As it turns out, the more he thought back to that sunny morning on a Connecticut median, he began to realize that there had never been a first bite. The wolf was there with him all along: he’d been born with it, it and his destiny. The manifestation was psychosomatic. He changed on the full moons because he expected to, but he also changed whenever he got particularly nervous or excited. After a good deal of meditation, soul-searching, and discreet consultations with other werewolves in his field (the friendship of R. L. Burnside and of Tom Waits proved particularly invaluable), Jon was able to curb the effects of his lycanthropic outbreaks, though he never quite conquered his predilection for outlandish facial hair and unique personal grooming. Still, it wasn’t all inconvenience: Cristina certainly never complained.
Dear reader, I would love to assure you that Jon came to no harm, nor inflicted any because of his condition. But as we have noted, he is a secretive creature, and who knows what darkness lurks in his heart, beyond even what his closest friends are aware of. A werewolf is a dangerous creature, prone to fits of madness not even a rock’n’roll show can fully contain. As it is Halloween, I will refrain from trying to comfort you, and instead let your imagination lead you, Virgilian, through the dark and haunted hollows of that life.

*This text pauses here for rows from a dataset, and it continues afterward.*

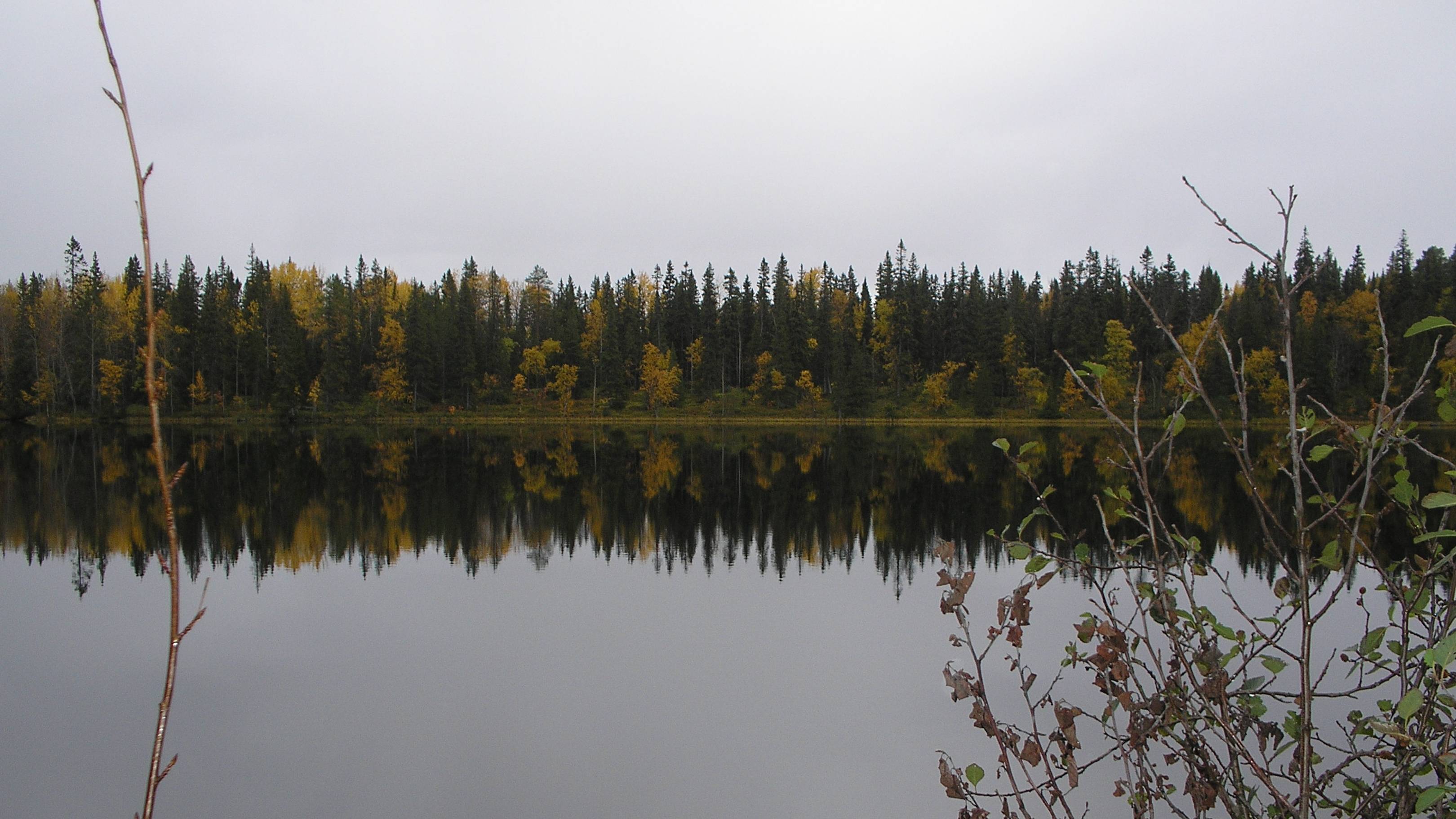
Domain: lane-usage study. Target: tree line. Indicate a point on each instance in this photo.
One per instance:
(903, 340)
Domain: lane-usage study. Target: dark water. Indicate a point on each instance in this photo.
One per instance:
(515, 621)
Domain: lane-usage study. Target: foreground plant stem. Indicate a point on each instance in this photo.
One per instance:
(175, 632)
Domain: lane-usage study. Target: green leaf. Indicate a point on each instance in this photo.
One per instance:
(1439, 500)
(1372, 640)
(1408, 704)
(1429, 323)
(1177, 423)
(1430, 796)
(975, 774)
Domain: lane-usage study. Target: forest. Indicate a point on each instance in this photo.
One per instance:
(812, 342)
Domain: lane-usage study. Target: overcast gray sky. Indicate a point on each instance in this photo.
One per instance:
(595, 138)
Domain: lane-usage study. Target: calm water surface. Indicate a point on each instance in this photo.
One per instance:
(513, 623)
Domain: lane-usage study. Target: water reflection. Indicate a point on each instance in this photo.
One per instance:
(778, 499)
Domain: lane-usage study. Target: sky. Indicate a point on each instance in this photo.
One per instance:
(595, 138)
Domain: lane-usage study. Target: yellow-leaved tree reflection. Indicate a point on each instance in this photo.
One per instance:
(781, 499)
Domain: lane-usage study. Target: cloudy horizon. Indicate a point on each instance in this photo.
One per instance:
(595, 139)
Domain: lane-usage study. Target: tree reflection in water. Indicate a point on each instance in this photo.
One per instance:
(780, 499)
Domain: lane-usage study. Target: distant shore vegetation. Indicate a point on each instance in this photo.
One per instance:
(284, 342)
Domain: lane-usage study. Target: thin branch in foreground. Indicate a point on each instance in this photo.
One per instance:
(156, 773)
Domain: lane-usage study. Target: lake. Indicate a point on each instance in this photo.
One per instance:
(500, 621)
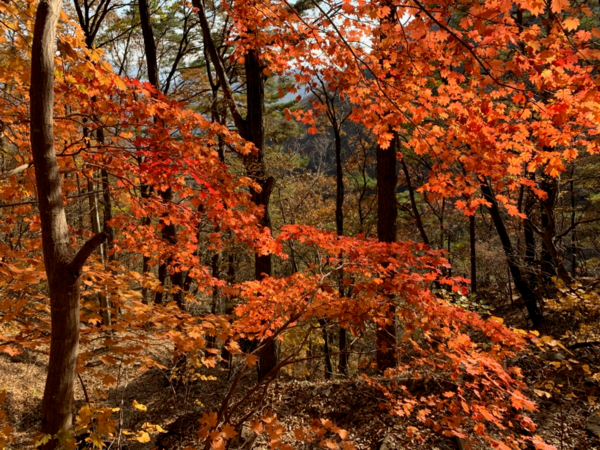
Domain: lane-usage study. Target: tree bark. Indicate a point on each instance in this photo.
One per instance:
(413, 203)
(62, 268)
(387, 213)
(473, 253)
(521, 282)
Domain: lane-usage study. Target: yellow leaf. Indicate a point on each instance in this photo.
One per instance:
(139, 406)
(571, 23)
(251, 360)
(228, 431)
(142, 437)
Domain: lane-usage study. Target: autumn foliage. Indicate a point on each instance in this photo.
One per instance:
(490, 90)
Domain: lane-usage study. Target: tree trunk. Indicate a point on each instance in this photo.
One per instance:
(339, 224)
(387, 212)
(62, 268)
(473, 253)
(413, 203)
(253, 131)
(521, 283)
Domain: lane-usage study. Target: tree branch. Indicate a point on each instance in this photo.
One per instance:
(15, 171)
(84, 252)
(218, 63)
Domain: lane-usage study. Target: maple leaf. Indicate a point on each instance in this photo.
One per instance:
(139, 406)
(558, 5)
(571, 23)
(228, 431)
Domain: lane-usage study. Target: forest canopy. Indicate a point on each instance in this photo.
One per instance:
(312, 224)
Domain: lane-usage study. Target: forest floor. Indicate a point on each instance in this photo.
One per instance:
(564, 383)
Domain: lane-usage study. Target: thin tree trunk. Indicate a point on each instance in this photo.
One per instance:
(387, 213)
(62, 268)
(339, 224)
(521, 283)
(413, 203)
(473, 253)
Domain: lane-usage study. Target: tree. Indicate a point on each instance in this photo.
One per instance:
(62, 267)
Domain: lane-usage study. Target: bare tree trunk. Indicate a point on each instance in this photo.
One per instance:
(387, 212)
(522, 284)
(413, 203)
(473, 253)
(62, 268)
(339, 224)
(253, 131)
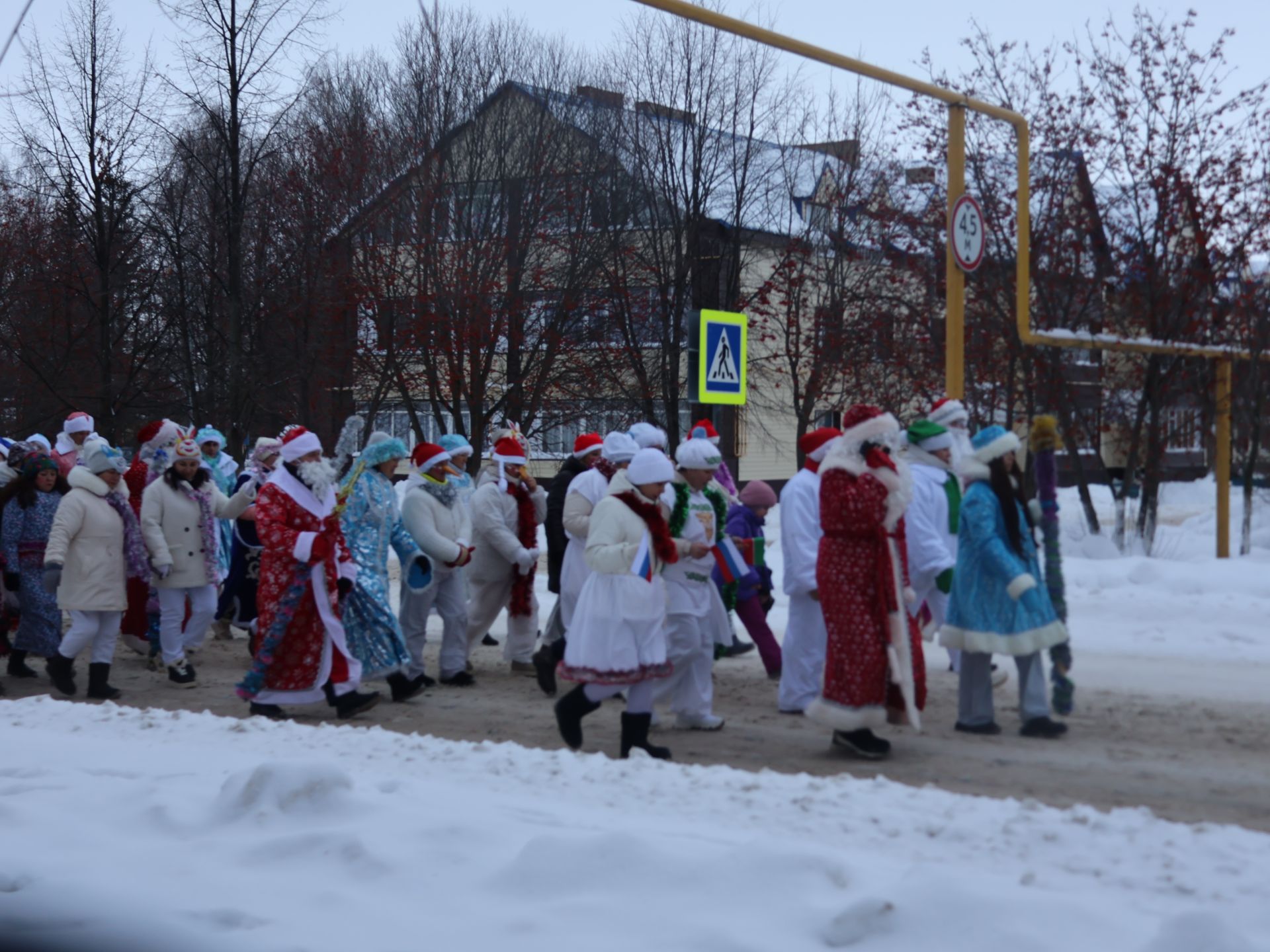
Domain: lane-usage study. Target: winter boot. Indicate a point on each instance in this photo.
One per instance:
(570, 713)
(18, 666)
(404, 688)
(635, 735)
(1043, 728)
(353, 703)
(62, 673)
(544, 666)
(98, 686)
(863, 743)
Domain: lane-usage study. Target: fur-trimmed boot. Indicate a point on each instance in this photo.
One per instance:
(98, 682)
(635, 735)
(570, 713)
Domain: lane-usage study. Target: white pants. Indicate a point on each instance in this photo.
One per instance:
(172, 614)
(448, 598)
(803, 654)
(489, 598)
(97, 629)
(690, 649)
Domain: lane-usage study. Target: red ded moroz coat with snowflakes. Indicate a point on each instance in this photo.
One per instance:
(874, 662)
(290, 521)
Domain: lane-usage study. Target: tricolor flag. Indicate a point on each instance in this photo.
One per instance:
(643, 564)
(732, 567)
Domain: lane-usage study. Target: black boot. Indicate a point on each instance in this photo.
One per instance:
(864, 743)
(570, 713)
(544, 668)
(18, 666)
(98, 676)
(353, 703)
(404, 688)
(62, 673)
(635, 735)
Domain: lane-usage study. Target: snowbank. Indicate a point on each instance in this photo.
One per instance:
(255, 836)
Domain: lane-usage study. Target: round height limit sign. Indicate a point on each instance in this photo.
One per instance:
(969, 235)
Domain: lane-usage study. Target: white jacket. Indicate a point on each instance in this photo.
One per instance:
(87, 539)
(494, 524)
(171, 526)
(439, 530)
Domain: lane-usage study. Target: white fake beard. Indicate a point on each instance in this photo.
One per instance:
(319, 475)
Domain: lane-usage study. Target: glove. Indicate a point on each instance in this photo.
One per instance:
(944, 582)
(526, 560)
(319, 550)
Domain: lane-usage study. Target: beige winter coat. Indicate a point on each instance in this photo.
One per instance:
(171, 526)
(87, 539)
(439, 530)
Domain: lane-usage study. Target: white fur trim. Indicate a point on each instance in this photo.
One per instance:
(1005, 444)
(1020, 584)
(840, 717)
(874, 427)
(302, 446)
(991, 643)
(304, 547)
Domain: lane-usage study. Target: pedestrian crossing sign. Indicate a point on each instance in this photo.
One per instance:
(722, 358)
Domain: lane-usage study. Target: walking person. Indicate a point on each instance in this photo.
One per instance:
(507, 508)
(441, 527)
(752, 596)
(996, 604)
(181, 517)
(30, 507)
(806, 636)
(874, 668)
(695, 616)
(372, 524)
(618, 641)
(95, 546)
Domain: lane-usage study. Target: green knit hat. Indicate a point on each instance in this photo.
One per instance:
(929, 436)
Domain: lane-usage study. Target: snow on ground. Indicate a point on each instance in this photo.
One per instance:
(205, 833)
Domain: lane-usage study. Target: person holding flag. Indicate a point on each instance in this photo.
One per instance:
(697, 619)
(618, 641)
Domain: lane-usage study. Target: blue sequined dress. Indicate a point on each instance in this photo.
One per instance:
(371, 524)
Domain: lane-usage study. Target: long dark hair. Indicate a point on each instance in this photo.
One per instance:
(175, 480)
(1009, 493)
(23, 489)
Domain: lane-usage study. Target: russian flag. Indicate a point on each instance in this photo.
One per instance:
(732, 567)
(643, 564)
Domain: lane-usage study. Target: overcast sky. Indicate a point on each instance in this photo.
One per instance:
(889, 33)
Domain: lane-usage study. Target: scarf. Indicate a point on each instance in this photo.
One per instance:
(527, 535)
(444, 493)
(207, 526)
(663, 545)
(134, 546)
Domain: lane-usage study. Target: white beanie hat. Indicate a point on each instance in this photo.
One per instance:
(650, 466)
(619, 447)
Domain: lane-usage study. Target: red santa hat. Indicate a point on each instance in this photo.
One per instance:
(587, 444)
(708, 430)
(816, 444)
(78, 422)
(429, 455)
(299, 444)
(949, 413)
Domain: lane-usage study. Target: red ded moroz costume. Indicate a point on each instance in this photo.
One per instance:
(874, 662)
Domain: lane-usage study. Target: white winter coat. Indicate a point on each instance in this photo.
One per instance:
(494, 524)
(171, 526)
(87, 539)
(439, 530)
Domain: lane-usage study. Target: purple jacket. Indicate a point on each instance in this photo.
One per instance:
(742, 524)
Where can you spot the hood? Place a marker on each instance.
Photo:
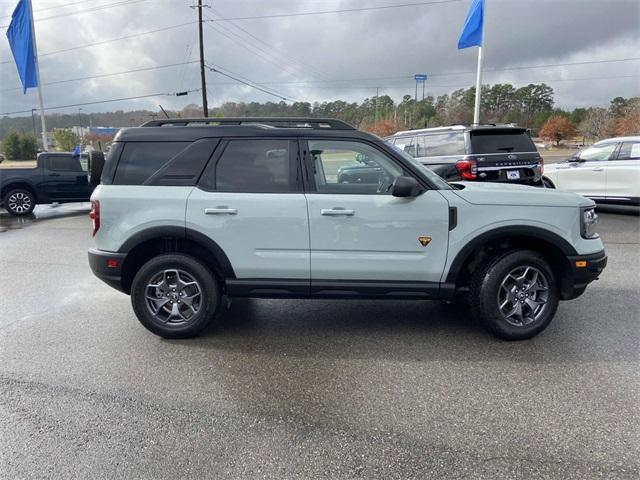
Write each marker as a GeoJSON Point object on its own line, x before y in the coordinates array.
{"type": "Point", "coordinates": [521, 195]}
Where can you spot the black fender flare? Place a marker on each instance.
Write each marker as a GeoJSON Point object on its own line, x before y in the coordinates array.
{"type": "Point", "coordinates": [182, 233]}
{"type": "Point", "coordinates": [528, 232]}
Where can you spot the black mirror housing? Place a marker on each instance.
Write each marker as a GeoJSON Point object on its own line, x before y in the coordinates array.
{"type": "Point", "coordinates": [405, 187]}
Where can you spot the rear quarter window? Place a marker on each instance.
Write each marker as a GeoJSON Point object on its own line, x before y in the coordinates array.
{"type": "Point", "coordinates": [140, 160]}
{"type": "Point", "coordinates": [501, 142]}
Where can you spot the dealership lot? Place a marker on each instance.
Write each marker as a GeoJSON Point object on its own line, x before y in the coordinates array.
{"type": "Point", "coordinates": [307, 389]}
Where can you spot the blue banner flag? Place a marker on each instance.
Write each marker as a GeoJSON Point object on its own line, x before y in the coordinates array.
{"type": "Point", "coordinates": [20, 37]}
{"type": "Point", "coordinates": [471, 34]}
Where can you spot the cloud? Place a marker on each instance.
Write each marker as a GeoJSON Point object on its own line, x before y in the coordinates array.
{"type": "Point", "coordinates": [323, 57]}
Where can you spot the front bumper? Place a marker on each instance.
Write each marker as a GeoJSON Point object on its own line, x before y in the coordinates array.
{"type": "Point", "coordinates": [107, 266]}
{"type": "Point", "coordinates": [584, 270]}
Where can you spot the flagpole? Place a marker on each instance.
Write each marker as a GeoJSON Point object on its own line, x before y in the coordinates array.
{"type": "Point", "coordinates": [45, 146]}
{"type": "Point", "coordinates": [476, 108]}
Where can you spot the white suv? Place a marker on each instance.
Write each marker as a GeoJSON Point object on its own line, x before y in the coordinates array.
{"type": "Point", "coordinates": [191, 210]}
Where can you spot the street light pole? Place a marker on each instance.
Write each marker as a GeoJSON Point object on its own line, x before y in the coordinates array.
{"type": "Point", "coordinates": [33, 120]}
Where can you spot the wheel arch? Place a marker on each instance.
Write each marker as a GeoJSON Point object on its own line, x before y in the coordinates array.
{"type": "Point", "coordinates": [152, 242]}
{"type": "Point", "coordinates": [13, 184]}
{"type": "Point", "coordinates": [550, 244]}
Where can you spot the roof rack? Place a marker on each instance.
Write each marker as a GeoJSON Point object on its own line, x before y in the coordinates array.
{"type": "Point", "coordinates": [284, 122]}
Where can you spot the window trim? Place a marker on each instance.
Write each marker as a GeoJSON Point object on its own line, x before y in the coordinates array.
{"type": "Point", "coordinates": [294, 166]}
{"type": "Point", "coordinates": [310, 184]}
{"type": "Point", "coordinates": [619, 151]}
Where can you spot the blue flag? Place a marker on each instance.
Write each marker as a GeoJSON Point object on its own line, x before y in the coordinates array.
{"type": "Point", "coordinates": [471, 34]}
{"type": "Point", "coordinates": [20, 37]}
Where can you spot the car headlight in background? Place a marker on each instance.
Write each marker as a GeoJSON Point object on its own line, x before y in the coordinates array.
{"type": "Point", "coordinates": [588, 222]}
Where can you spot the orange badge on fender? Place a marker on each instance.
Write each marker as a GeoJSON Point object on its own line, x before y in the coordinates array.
{"type": "Point", "coordinates": [424, 241]}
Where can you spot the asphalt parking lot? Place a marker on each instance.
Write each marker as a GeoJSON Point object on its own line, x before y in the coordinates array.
{"type": "Point", "coordinates": [307, 389]}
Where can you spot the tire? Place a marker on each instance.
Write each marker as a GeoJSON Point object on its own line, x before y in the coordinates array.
{"type": "Point", "coordinates": [164, 278]}
{"type": "Point", "coordinates": [546, 183]}
{"type": "Point", "coordinates": [95, 167]}
{"type": "Point", "coordinates": [516, 270]}
{"type": "Point", "coordinates": [19, 202]}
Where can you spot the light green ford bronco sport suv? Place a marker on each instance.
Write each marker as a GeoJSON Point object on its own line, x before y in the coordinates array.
{"type": "Point", "coordinates": [191, 211]}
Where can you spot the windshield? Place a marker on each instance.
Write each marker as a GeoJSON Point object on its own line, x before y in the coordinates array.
{"type": "Point", "coordinates": [435, 179]}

Still, where there’s music, there’s hope. Consider this scene: sometime in the recent past, Jon is on the road. It may be Heavy Trash, it may be Spencer Dickinson, it may be the Blues Explosion. He does not complain of queasiness, but it shows in his face, which is pale enough on its own. A few hours before the show, he retreats to some place of sanctuary - a tour bus, say, or a dressing room. Come sound check, no one has seen him. He’s not to be found at the comic store, nor at the local diner. Everyone else is getting antsy, but Matt or Russ or Judah, they sigh to themselves, and they troop to wherever it is he last holed himself up. They go alone, and tell the rest of the crew not to follow. When they pound on that door, no answer comes from the other side, save for maybe a wordless growl.
“Jon,” Judah or Matt or Russell says, “c’mon, dude, it’s time to get ready.” They’ll give him a few moments before picking the lock, if he’s locked himself in, or turning the knob, if he’s forgotten to do so. Jon is probably climbing up the walls at this point, wild-eyed and fanged and beyond conversation. He elocutes as best he knows how, and may accidentally break a few things in the course of the monologue. Russell or Matt or Judah sighs, and holds out a leg of fried chicken. Jon is easily lured and guided after that.
This is because the rock’n’roll community, at its very best, is open-minded, and no matter what the disease, they’ll love you if you put on a good show. And, to be perfectly honest, in all those years of recording and performing, when it came to Jon Spencer, hardly anyone really noticed.